Warrior's Return
- First edition cover, showing Graystripe and Millie.
- Author: Erin Hunter
- Language: English
- Series: Warriors
- Genre: Children's, Fantasy novel
- Publisher: HarperCollins and Tokyopop
- Publication date: 22 April 2008
- Publication place: United States
- Media type: Print (Paperback)
- Pages: 112
- Preceded by: Warrior's Refuge

= Warrior's Return =

2008 OEL manga by Erin Hunter

Warrior's Return is an original English-language manga volume written by Erin Hunter as part of the Warriors series. It is the third and final in a trilogy following Graystripe, a fictional wild cat trying to find his Clan. It was released on 22 April 2008. It is drawn by James L. Barry.

==Publication history==
The three-part Graystripe manga series was announced as the first part of a partnership between Tokyopop and HarperCollins. Erin Hunter and Dan Jolley would write the stories and James L. Barry would illustrate it. After the release of The Lost Warrior and Warrior's Refuge, focus turned to the third volume. On the Warriors website, an excerpt was released, but was later removed. Warrior's Return was released as a paperback on 22 April 2008, the same day Outcast was released, a novel in the Warriors: Power of Three series. To promote these two stories, Erin Hunter went on tour in the US. She visited several bookstores across the states. Warrior's Return was also published in the UK and Canada. At the back of Warrior's Return were promotions for The Rise of Scourge, Cats of the Clans, Secrets of the Clans, and Firestar's Quest, all from the Warriors series, and The Quest Begins, from the Seekers series.

==Story==

===Setting===
The cats from the Warriors series live separated as four Clans (called ThunderClan, WindClan, RiverClan, and ShadowClan). They believe in StarClan (ancestors who sometimes give them advice and prophecies). Humans, called Twolegs by the cats, are a threat. Graystripe, the focal point of the manga trilogy, is a cat from ThunderClan. During the events of Dawn, he is captured by Twolegs. The Graystripe trilogy has followed him as he tries to find his Clan. He has a traveling partner, Millie, a former kittypet (domestic cat) that has joined him.

===Plot===
Warrior's Return picks up from the previous volume, with Graystripe and Millie just having found the ruined ThunderClan camp. The duo leave it behind and find Ravenpaw (a former Clan cat) and Barley, loners introduced earlier in the series. Ravenpaw and Barley help them continue their quest to find the Clans before returning to their barn. Graystripe and Millie plan to go to the sun-drown-place (Atlantic Ocean), which was where Ravenpaw told them the Clans had planned to go.

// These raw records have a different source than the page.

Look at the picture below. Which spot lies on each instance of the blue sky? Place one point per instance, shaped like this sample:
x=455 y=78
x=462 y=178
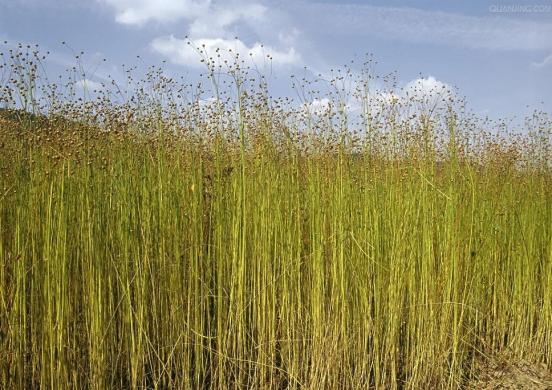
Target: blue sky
x=497 y=54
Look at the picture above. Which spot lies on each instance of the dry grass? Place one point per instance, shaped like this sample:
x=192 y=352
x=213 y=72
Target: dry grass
x=164 y=243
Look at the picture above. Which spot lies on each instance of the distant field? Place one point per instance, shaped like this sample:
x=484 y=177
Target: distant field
x=247 y=243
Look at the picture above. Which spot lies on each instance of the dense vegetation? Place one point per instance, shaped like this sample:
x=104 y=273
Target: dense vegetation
x=172 y=241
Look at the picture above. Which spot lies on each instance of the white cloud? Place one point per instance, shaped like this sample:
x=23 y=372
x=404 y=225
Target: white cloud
x=88 y=85
x=180 y=52
x=139 y=12
x=317 y=107
x=423 y=26
x=546 y=62
x=215 y=23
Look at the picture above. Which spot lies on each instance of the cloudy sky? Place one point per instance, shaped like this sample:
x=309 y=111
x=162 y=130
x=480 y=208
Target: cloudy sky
x=498 y=54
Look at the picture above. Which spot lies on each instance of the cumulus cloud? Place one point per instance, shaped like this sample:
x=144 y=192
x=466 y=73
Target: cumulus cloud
x=139 y=12
x=220 y=50
x=209 y=27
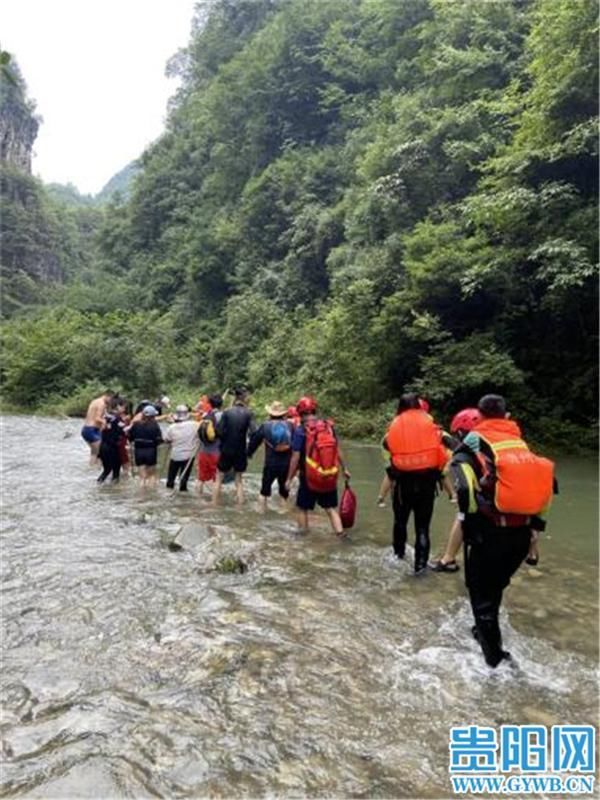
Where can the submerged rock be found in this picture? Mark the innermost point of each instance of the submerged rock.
(231, 564)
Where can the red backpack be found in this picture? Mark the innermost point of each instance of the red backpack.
(321, 456)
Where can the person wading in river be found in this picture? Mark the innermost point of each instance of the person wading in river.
(276, 433)
(503, 490)
(209, 450)
(146, 436)
(316, 456)
(233, 428)
(182, 436)
(94, 420)
(417, 458)
(112, 436)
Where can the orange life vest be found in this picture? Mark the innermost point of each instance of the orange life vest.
(414, 442)
(523, 481)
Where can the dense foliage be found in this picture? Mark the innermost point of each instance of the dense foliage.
(353, 197)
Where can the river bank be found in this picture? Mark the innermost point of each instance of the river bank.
(324, 670)
(546, 433)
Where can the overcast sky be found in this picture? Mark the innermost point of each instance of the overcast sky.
(95, 69)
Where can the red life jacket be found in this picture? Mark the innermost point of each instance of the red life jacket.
(321, 467)
(414, 442)
(518, 481)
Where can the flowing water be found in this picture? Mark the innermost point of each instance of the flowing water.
(325, 670)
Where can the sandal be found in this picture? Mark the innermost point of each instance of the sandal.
(440, 566)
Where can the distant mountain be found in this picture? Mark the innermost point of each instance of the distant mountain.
(120, 182)
(69, 195)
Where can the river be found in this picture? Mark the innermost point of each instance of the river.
(325, 670)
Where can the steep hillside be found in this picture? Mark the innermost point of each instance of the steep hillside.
(353, 198)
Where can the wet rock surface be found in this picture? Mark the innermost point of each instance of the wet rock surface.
(322, 669)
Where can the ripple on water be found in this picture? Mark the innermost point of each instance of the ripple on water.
(326, 669)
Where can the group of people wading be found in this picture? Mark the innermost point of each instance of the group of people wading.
(500, 487)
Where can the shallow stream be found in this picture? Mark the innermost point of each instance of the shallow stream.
(325, 670)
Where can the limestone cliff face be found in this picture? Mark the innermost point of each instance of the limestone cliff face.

On their travels, a fight emerges between Graystripe and Millie about how much help they can accept from Twolegs. At a gas station, Graystripe is hit by a car, and is nursed back to health by Millie and Diesel, a loner who lives by the gas station. As Graystripe recovers, he tries to confess that he is sorry to Millie, though Diesel gets in the way. Millie tells Graystripe that the fastest way of getting to the ocean (where they will find the Clans) is by a truck, which forces him to make a choice; to use Twolegs to help him find his Clan and go against the warrior code, or take longer to find his Clan. The duo decide to use the truck to get to the Clans. The volume concludes with Graystripe and Millie finding the Clans and Graystripe apologizing to Millie and also asking her to be his new mate. When Graystripe and Millie see the Clans in the middle of a Gathering, Firestar welcomes Graystripe and Graystripe introduces Millie.

==Characters==
- Graystripe: A muscular gray tom who was separated from his Clan.
- Millie: A former house cat or "kittypet" who has come with Graystripe and befriended him on his journey back to his Clan.
- Ravenpaw: A former Clan cat, became a loner during The Prophecies Begin when Tigerstar (then Tigerclaw) threatened to kill him. Ravenpaw currently lives at the barn with Barley, another loner.
- Barley: A loner. He currently lives at the barn with Ravenpaw.
- Diesel: A friendly cat that lives at a gas station/truck stop.
- Firestar: Leader of ThunderClan (Graystripe's Clan), briefly appeared at the end of the story, also Graystripe's best friend.

==Critical reception==
A review by School Library Journal praised the drawing that "captures the cats' expressive faces, action-packed battle scenes, and familiar surroundings as these animals travel through the realm of the Twolegs and recommended the book for "reluctant readers, manga fans, or "Warriors" enthusiasts". Booklist felt that the first two chapters would be confusing for new readers, but would still be able to understand what is going on after reading through the book.